Advertisement

Flight data received by air traffic services ’caused air traffic control fault’

The air traffic control failure which led to a spate of flight cancellations was caused by flight data received by National Air Traffic Services (Nats), with both primary and back-up systems responding by suspending automatic processing, chief executive Martin Rolfe said.

There are no indications that the failure was caused by a cyber-attack, he added in a statement released on Tuesday.

Mr Rolfe also wanted to “reassure” people that all Nats systems have been running normally since Monday afternoon to support airline and airport operations.

He said: “Very occasionally technical issues occur that are complex and take longer to resolve.
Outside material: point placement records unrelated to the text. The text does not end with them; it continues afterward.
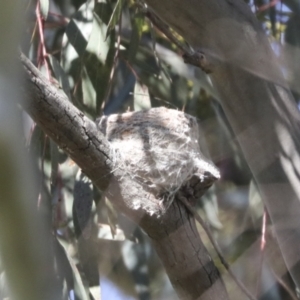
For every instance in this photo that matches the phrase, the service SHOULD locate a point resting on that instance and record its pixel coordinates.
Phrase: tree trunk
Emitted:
(258, 105)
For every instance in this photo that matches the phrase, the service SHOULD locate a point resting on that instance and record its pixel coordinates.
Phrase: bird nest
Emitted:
(158, 148)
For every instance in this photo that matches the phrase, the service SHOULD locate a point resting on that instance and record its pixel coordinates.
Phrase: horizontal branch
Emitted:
(173, 231)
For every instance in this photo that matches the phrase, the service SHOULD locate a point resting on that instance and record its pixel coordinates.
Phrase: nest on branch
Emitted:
(159, 148)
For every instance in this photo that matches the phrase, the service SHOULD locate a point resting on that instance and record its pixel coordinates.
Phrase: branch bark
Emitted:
(257, 103)
(173, 232)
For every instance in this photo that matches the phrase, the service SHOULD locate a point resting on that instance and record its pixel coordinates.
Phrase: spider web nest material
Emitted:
(158, 148)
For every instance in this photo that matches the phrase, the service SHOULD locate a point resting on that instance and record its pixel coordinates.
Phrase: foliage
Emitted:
(108, 58)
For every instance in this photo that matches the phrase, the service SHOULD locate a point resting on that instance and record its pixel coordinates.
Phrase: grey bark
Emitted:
(25, 265)
(258, 105)
(173, 233)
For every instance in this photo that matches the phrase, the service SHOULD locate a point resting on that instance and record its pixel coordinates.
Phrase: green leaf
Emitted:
(114, 19)
(79, 287)
(76, 38)
(141, 97)
(88, 91)
(44, 7)
(60, 75)
(79, 28)
(137, 22)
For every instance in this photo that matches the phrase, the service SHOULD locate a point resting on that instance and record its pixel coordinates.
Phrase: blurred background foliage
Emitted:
(109, 58)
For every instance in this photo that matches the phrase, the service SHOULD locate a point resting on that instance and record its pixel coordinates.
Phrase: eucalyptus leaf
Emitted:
(114, 19)
(79, 287)
(141, 97)
(44, 7)
(137, 22)
(60, 75)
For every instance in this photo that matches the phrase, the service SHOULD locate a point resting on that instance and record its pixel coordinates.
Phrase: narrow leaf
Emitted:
(60, 75)
(115, 16)
(141, 97)
(44, 7)
(137, 22)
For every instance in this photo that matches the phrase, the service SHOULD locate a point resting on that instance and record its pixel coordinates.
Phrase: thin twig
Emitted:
(157, 22)
(42, 57)
(215, 245)
(112, 72)
(262, 249)
(285, 286)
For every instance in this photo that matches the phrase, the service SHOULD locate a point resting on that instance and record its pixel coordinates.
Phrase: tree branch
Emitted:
(173, 231)
(259, 107)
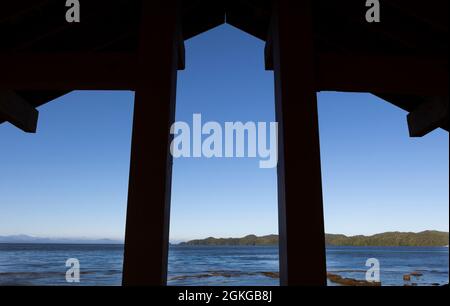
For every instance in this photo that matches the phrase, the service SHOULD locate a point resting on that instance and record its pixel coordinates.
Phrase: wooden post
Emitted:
(301, 228)
(147, 226)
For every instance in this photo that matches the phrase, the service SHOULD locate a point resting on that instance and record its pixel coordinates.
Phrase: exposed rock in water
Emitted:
(350, 281)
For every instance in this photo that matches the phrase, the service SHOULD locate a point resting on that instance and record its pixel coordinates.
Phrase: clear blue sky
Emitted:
(70, 179)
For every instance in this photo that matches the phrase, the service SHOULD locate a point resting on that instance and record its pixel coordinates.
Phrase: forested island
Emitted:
(425, 238)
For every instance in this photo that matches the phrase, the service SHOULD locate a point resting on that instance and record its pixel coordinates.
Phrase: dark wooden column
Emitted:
(301, 228)
(147, 225)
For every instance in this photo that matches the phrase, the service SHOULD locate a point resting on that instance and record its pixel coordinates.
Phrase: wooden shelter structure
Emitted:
(320, 45)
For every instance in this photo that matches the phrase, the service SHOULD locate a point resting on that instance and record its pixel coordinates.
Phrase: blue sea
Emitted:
(44, 264)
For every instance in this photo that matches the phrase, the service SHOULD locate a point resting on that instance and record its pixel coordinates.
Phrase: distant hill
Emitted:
(31, 239)
(247, 240)
(426, 238)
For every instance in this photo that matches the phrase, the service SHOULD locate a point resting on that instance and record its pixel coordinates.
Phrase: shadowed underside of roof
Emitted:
(408, 29)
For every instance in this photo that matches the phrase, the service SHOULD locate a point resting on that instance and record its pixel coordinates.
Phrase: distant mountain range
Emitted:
(425, 238)
(31, 239)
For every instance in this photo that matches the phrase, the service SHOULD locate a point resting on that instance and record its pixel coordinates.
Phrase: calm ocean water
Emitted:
(44, 264)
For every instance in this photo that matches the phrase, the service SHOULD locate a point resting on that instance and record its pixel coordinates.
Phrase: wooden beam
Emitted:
(90, 71)
(428, 117)
(18, 112)
(147, 225)
(382, 74)
(300, 209)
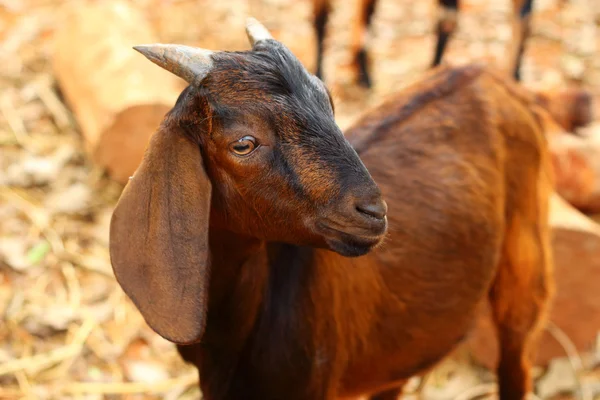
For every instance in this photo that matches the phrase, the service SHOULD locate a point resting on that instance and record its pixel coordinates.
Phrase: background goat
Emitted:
(445, 27)
(234, 238)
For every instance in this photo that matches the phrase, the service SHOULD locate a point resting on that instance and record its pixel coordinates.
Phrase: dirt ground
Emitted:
(67, 329)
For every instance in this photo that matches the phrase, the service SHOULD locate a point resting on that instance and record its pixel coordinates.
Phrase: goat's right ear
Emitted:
(159, 238)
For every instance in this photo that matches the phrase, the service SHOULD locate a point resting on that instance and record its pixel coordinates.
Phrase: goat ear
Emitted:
(159, 237)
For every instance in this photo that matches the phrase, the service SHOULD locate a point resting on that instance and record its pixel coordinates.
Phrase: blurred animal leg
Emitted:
(446, 25)
(321, 10)
(390, 394)
(362, 24)
(520, 31)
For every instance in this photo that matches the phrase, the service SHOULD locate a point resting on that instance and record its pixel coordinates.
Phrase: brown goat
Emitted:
(238, 236)
(445, 26)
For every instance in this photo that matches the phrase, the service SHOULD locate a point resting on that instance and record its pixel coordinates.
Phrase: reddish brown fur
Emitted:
(462, 162)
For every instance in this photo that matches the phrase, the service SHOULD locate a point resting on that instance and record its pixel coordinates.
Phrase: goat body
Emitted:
(240, 235)
(461, 160)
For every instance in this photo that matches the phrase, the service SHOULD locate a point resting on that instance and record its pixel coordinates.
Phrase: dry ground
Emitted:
(67, 330)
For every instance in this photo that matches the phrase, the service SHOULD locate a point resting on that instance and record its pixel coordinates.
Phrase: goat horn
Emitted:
(189, 63)
(256, 31)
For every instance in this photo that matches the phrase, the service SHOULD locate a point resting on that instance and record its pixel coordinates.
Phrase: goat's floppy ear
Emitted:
(159, 237)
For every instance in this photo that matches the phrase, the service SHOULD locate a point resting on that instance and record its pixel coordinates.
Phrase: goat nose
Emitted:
(376, 208)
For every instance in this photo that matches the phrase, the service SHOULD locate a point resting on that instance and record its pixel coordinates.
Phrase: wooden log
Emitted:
(117, 96)
(576, 306)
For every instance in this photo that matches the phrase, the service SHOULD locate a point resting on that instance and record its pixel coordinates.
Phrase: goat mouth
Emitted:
(349, 243)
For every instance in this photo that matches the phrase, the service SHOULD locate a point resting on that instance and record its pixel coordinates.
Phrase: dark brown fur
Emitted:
(249, 285)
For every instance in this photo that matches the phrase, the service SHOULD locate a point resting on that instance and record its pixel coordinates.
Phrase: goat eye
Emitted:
(243, 146)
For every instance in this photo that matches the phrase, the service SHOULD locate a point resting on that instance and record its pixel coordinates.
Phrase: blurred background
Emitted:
(77, 106)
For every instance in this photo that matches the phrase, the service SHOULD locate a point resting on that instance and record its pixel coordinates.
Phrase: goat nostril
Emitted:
(376, 209)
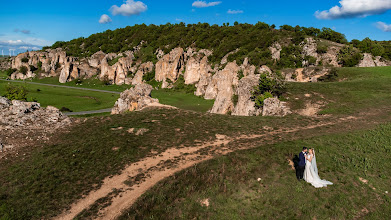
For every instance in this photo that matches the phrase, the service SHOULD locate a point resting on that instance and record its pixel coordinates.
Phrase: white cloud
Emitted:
(383, 26)
(22, 31)
(104, 19)
(204, 4)
(234, 11)
(355, 8)
(130, 8)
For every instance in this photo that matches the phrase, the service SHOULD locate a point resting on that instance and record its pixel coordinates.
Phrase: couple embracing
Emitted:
(308, 170)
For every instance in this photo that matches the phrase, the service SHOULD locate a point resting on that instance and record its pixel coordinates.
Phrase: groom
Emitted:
(301, 167)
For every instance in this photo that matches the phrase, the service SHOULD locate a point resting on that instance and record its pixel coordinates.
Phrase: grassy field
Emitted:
(230, 183)
(85, 83)
(75, 100)
(46, 180)
(51, 177)
(359, 90)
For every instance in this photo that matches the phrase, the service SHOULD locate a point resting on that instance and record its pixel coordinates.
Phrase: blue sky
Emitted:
(32, 24)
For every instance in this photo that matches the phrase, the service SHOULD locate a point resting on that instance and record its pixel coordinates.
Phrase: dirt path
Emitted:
(138, 177)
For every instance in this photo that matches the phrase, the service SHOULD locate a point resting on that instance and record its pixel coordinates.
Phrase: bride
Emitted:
(311, 171)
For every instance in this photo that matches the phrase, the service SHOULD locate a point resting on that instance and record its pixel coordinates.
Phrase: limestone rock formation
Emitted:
(195, 68)
(30, 115)
(170, 67)
(134, 99)
(308, 74)
(274, 107)
(143, 69)
(367, 61)
(275, 49)
(222, 87)
(245, 106)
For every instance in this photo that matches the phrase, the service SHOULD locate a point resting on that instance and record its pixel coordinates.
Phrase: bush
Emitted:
(23, 70)
(321, 48)
(240, 74)
(235, 99)
(14, 92)
(267, 88)
(149, 76)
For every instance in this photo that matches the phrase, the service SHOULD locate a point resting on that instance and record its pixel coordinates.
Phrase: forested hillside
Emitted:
(252, 41)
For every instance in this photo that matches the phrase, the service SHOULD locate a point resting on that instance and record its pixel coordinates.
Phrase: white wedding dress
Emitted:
(311, 174)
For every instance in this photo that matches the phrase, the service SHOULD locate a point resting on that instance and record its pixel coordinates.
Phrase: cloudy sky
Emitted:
(29, 25)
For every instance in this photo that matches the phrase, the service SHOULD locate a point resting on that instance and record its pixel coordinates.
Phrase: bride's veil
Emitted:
(313, 162)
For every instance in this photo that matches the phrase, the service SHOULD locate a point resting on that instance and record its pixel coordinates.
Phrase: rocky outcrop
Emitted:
(275, 50)
(170, 67)
(221, 88)
(143, 69)
(245, 106)
(134, 99)
(274, 107)
(5, 63)
(308, 74)
(196, 67)
(30, 115)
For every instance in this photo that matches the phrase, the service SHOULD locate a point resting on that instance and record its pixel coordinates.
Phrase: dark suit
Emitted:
(301, 167)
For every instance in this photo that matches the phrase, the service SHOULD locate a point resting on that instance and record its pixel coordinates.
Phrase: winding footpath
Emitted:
(159, 166)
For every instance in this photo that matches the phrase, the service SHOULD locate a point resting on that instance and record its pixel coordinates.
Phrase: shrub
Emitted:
(106, 80)
(147, 77)
(23, 70)
(14, 92)
(113, 61)
(267, 88)
(240, 74)
(235, 99)
(311, 60)
(39, 64)
(33, 68)
(321, 48)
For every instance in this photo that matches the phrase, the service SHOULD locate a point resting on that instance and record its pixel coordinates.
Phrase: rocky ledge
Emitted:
(30, 115)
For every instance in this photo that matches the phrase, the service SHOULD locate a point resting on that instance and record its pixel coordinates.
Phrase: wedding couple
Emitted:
(308, 170)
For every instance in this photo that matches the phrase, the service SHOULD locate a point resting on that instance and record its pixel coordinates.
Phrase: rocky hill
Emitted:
(300, 55)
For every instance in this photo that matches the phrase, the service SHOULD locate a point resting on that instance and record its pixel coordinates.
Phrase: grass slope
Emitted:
(51, 177)
(360, 89)
(76, 100)
(230, 183)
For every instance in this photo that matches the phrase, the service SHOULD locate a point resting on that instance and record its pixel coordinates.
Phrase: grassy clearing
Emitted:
(75, 100)
(50, 178)
(360, 90)
(85, 83)
(230, 183)
(178, 99)
(182, 100)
“In the event of such an issue our systems are designed to isolate the problem and prioritise continued safe air traffic control.

“This is what happened yesterday.

“At no point was UK airspace closed but the number of flights was significantly reduced.

Air traffic control system fault
A departure board at Heathrow Airport as disruption from air traffic control issues continues (Lucy North/PA)

“Initial investigations into the problem show it relates to some of the flight data we received.

“Our systems, both primary and the back-ups, responded by suspending automatic processing to ensure that no incorrect safety-related information could be presented to an air traffic controller or impact the rest of the air traffic system.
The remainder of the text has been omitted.